Sen. Mike Lee asks about the 85,000 migrant children the government has lost contact with

In this May 27, 2019, photo, federal police and migration officers hold a child after her mother tried to jump the line at an immigration center in Tapachula, Chiapas state, Mexico.
In this May 27, 2019, photo, federal police and migration officers hold a child after her mother tried to jump the line at an immigration center in Tapachula, Chiapas state, Mexico. | Marco Ugarte, Associated Press

At a Senate Judiciary Committee hearing Wednesday, Sen. Mike Lee, R-Utah, said he was worried about migrant children the government has lost track of after they crossed the border unaccompanied.

The U.S. Department of Health and Human Services is required to take in children under the age of 18 who cross the border without a parent.

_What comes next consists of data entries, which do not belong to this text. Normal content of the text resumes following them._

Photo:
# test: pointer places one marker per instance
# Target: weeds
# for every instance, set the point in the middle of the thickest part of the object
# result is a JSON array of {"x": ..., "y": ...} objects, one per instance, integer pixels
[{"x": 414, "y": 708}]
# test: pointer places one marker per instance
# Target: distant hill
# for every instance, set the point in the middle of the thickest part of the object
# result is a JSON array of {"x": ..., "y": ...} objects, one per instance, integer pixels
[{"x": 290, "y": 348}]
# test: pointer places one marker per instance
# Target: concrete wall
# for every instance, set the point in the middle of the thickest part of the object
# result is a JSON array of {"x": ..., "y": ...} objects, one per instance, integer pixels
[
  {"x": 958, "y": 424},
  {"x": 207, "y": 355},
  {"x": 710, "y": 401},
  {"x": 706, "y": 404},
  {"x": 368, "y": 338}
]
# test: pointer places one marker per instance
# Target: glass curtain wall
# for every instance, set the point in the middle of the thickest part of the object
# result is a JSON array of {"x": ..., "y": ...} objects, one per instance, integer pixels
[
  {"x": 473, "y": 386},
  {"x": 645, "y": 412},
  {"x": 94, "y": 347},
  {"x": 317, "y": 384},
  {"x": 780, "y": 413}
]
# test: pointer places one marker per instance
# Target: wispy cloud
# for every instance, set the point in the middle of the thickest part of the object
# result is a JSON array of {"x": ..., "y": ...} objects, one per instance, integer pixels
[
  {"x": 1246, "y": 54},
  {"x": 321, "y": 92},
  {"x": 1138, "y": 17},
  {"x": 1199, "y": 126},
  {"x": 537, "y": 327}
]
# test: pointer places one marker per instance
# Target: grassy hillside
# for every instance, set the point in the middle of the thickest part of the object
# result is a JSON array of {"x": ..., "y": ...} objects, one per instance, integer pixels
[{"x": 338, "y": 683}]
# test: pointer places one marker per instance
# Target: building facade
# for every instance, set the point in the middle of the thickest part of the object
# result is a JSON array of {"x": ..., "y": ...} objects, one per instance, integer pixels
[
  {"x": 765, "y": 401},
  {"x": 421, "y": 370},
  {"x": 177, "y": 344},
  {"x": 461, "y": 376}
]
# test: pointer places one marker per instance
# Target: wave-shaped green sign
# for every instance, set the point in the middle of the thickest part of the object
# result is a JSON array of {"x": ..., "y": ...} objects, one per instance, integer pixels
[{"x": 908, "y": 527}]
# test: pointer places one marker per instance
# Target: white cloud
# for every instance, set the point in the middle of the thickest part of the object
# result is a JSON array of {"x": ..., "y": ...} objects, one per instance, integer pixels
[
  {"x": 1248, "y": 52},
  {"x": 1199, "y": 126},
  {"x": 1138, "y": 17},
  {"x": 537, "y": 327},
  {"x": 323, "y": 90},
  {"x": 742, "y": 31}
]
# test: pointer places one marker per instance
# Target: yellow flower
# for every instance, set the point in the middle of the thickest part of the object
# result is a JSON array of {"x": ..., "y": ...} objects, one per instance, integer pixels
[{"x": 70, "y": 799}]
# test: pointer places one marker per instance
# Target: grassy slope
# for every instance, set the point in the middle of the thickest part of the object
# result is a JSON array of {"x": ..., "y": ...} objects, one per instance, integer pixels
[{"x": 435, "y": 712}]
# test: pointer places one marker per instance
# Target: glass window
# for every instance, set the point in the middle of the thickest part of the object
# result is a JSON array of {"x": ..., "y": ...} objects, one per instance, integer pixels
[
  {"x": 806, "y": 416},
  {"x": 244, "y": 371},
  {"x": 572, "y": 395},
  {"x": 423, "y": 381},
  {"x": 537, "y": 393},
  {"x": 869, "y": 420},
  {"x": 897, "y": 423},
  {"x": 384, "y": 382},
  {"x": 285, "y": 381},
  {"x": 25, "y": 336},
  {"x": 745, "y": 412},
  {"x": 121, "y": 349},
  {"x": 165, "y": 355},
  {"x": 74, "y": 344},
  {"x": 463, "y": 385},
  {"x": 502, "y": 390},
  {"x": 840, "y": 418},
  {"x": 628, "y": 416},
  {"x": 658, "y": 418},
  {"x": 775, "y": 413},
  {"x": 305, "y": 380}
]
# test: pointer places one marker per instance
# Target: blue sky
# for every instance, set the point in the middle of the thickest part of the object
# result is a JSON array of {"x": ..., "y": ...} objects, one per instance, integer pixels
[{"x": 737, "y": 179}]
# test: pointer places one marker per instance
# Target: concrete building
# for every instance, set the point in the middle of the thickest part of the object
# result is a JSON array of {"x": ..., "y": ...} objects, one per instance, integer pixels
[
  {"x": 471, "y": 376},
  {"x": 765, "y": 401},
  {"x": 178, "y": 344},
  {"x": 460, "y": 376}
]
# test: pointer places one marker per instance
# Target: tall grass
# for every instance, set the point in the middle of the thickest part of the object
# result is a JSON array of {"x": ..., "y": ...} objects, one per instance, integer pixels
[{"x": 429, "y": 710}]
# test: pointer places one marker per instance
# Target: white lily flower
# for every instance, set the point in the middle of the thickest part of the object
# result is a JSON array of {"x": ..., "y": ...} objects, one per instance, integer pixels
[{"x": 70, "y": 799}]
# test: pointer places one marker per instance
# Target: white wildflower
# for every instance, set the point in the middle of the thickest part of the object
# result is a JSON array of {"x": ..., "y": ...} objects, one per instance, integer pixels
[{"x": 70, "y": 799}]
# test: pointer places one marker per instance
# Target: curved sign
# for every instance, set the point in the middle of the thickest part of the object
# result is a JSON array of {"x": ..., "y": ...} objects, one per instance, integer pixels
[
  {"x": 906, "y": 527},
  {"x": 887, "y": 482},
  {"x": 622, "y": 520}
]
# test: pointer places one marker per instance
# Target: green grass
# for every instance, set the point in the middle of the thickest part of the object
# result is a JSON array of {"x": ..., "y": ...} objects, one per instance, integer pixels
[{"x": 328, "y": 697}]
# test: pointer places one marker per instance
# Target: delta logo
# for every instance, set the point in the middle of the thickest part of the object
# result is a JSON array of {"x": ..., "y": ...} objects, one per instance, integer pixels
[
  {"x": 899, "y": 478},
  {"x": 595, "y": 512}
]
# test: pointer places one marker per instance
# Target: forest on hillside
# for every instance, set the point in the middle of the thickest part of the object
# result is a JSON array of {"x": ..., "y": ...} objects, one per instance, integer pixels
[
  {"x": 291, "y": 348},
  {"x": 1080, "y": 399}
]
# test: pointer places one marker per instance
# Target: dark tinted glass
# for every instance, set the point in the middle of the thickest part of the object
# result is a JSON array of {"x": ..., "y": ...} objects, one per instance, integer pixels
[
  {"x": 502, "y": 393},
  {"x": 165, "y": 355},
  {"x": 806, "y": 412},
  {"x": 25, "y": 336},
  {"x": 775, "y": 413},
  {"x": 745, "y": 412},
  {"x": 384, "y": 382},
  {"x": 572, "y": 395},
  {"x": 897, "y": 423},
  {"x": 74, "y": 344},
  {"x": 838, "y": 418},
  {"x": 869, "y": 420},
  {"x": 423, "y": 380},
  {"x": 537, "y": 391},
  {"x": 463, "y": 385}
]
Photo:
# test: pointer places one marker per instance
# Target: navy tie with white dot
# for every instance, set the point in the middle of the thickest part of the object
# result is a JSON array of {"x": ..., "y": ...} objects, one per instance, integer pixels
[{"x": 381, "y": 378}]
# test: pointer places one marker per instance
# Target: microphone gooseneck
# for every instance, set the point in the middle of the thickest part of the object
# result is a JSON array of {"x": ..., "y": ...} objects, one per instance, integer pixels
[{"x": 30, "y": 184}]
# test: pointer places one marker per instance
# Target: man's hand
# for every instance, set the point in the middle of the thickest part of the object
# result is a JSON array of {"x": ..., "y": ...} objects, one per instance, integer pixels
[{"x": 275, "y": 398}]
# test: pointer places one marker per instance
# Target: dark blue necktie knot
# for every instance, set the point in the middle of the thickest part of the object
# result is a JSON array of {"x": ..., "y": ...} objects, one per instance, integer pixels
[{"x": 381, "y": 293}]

The children are eventually placed under the care of sponsors, who may or may not be related to the child.

Lee said the HHS Office of Refugee Resettlement’s policies related to ensuring the safety of migrant children aren’t adequate.

“Once you get a child, you start looking for a sponsor or alternatively, a sponsor may come to you, and then you do some kind of a precursory background check to figure out what’s going on to see if they’ve got any convictions in the United States,” Lee said.

Related

But, he added, sponsors aren’t asked about their immigration status. The policies also don’t require checking in with a sponsor’s home country to see if there is a criminal record.

“You don’t come with local law enforcement. You seldom, if ever, do any kind of home visit. If they don’t answer the phone after a month or so, then you consider your job done,” Lee said.

The Utah senator asked Robin Dunn Marcos, the director of the Office of Refugee Resettlement, “Given that you cannot remove a child once you’ve placed her with a sponsor, wouldn’t you agree that vetting on the front end should be increasingly more vigorous and not less?”

He also asked whether a home visit alongside local law enforcement should be a bare minimum.

Marcos said “thorough vetting processes” are in place, adding: “We have child welfare experts throughout the country. We believe a child is best in a family, with a family in a community, not in congregate care.”

Lee cut her off, saying he doesn’t doubt the intentions of her office, “but what you don’t do is alarming,” he said.

Related

The senator cited an April New York Times report, which found that Health and Human Services lost contact with more than 85,000 children after they were placed with sponsors.

“Now, ORR has no earthly idea where these children are,” Lee said. He quoted Marcos’ comments during a House hearing in April, where she said that apart from the 30-to-37-day follow up, the agency does not “monitor or track the whereabouts of the children after they are released” to sponsors.

He asked Marcos to clarify: “They’re not lost because you’re not legally responsible to know where any of them are after you place them — yes or no?”

Marcos said her agency isn’t a law enforcement or investigative agency, which Lee quickly responded to and said he doesn’t doubt that.

But, he added, the Office of Refugee Resettlement is disclaiming responsibility for the 430,000 unaccompanied children who have crossed the border since President Joe Biden took office.

“What percentage of those children’s whereabouts can you tell me with any degree of certainty?” he asked.

Marcos replied, saying that Lee’s comments that her agency is responsible for lost children were inaccurate.